As Microsoft exceeds 90 days, with an extension of 14 days, Google Project Zero will continue to publish details of the security vulnerabilities that have been exploited in Windows 10.
According to Google’s regulations, the supplier has a 90-day time limit for repairing the vulnerability from the date of notification. If the repair cannot be fixed, it can apply for an additional 14 days to extend the disclosure time.
There are now two new security vulnerabilities and the details of the vulnerabilities related to the kernel level will also be made public because Microsoft still has no time to fix the vulnerabilities.
In May 2020, researchers at Kaspersky Security Lab discovered that attackers used privilege escalation vulnerabilities in the wild, which can cooperate with IE browser remote code execution vulnerabilities.
Both of these security vulnerabilities were evaluated as zero-day vulnerabilities, and the vulnerabilities were initially fixed in a security update released by Microsoft in June after being notified to Microsoft.
However, some researchers found that Microsoft’s repair method was not thorough, so attackers can still escalate the kernel privileges by changing the pointers to offsets.
Researchers said that the original vulnerability was caused by pointers, but Microsoft modified the pointers to offsets, which resulted in attackers still being able to control the function to launch attacks.
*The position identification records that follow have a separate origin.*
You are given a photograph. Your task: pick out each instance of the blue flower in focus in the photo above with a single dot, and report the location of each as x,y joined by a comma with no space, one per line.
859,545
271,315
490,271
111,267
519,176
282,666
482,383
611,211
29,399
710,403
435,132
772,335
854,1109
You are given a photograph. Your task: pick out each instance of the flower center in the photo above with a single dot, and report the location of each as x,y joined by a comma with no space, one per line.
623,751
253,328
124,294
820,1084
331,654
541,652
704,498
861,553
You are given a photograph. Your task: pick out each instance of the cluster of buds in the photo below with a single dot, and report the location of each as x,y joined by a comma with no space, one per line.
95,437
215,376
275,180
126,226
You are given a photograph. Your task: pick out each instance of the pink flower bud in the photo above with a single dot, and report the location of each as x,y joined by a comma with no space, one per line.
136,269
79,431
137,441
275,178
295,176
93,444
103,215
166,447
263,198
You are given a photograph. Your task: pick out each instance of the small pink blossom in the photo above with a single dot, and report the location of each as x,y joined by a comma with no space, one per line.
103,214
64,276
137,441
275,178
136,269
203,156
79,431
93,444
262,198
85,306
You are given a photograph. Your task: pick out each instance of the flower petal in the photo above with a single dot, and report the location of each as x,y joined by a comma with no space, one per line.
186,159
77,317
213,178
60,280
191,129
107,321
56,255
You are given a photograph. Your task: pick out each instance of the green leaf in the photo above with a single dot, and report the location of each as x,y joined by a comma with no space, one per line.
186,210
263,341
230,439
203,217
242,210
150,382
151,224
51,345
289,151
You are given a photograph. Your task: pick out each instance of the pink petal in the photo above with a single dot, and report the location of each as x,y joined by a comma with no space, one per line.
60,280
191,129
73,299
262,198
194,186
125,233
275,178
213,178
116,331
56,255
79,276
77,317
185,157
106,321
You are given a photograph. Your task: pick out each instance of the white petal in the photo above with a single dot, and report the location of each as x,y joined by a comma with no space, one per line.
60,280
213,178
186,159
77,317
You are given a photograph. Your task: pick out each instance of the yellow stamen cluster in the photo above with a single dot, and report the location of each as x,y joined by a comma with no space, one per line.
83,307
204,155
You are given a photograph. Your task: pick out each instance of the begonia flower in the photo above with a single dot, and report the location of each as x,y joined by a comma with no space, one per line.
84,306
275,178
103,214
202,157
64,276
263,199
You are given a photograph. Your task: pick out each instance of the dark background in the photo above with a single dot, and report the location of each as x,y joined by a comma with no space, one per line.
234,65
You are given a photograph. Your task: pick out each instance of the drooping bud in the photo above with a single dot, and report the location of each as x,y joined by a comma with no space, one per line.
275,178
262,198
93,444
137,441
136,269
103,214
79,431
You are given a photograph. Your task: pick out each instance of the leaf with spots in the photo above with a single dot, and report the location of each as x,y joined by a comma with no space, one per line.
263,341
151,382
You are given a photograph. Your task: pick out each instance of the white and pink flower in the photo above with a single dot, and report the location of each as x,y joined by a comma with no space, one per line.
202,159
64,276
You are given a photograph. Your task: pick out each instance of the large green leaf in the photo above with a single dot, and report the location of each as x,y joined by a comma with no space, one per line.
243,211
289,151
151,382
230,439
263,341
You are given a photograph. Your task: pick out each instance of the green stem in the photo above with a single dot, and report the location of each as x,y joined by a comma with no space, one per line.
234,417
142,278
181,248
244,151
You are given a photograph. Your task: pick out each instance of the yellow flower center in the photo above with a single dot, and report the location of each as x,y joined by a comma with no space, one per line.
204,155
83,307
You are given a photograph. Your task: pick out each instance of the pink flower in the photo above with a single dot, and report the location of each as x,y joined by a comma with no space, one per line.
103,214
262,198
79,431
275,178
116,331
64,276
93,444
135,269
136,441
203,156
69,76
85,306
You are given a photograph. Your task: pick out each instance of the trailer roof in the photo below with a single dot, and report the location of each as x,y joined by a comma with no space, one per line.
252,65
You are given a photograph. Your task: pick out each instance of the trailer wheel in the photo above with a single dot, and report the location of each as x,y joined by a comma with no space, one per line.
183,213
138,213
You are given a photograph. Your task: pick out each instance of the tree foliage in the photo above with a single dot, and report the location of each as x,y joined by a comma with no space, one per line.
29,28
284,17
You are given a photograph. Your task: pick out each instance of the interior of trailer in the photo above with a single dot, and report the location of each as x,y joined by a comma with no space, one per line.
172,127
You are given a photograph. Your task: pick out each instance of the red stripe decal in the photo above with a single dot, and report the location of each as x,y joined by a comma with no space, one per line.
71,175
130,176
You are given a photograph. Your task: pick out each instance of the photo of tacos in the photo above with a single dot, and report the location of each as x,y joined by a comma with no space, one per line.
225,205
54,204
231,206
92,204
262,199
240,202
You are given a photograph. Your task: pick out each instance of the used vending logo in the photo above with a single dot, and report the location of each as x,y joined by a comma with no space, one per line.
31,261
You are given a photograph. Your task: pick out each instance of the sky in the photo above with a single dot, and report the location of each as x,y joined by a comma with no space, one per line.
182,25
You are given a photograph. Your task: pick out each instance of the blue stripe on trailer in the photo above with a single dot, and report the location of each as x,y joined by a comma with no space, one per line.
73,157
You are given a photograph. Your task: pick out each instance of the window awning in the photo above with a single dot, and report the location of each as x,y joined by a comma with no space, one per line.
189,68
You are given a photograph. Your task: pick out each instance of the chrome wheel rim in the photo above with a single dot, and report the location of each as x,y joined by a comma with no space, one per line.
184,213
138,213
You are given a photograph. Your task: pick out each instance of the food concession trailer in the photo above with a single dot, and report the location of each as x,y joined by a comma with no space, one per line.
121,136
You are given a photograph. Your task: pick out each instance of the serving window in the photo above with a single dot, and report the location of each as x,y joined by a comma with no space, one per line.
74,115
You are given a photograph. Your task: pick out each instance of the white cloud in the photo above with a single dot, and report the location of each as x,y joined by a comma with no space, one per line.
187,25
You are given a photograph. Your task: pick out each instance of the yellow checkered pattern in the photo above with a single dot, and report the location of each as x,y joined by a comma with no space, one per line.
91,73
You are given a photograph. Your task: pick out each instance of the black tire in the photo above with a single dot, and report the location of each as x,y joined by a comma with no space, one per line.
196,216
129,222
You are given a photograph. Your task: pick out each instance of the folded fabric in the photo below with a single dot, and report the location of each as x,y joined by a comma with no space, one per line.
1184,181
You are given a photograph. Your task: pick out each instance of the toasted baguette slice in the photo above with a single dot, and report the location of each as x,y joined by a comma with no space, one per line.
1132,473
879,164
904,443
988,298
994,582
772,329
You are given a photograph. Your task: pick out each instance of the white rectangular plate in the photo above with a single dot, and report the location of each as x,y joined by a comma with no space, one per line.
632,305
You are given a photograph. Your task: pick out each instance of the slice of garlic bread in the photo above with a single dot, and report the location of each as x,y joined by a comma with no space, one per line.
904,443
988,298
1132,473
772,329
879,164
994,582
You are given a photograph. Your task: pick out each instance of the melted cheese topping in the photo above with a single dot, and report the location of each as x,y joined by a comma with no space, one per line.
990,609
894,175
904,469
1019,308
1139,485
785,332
In other words, Microsoft has fixed these vulnerabilities unsuccessfully, attackers can still use this vulnerability to increase kernel privileges.
After discovering the problem, the researchers reported the vulnerability to Microsoft. Microsoft confirmed the existence of the vulnerability the next day and assigned the vulnerability number CVE-2020-17008.
The vulnerability was notified on September 24, 2020. Microsoft originally planned to modify the relevant parameters in the cumulative update in November 2020 to block the vulnerability.
However, new problems were discovered during testing. As a result, Microsoft postponed the bug fix time to the beginning of next year, which exceeds a period of 90 days.
According to Google’s policy, the 90-day disclosure period plus the additional 14-day extension will be up to January 6, 2021, and Microsoft’s cumulative update will be released on January 12.
Obviously, this date cannot meet Google’s regulations, so the details of the vulnerability will be disclosed. Currently, researchers have announced the relevant demo code in advance to trigger the vulnerability.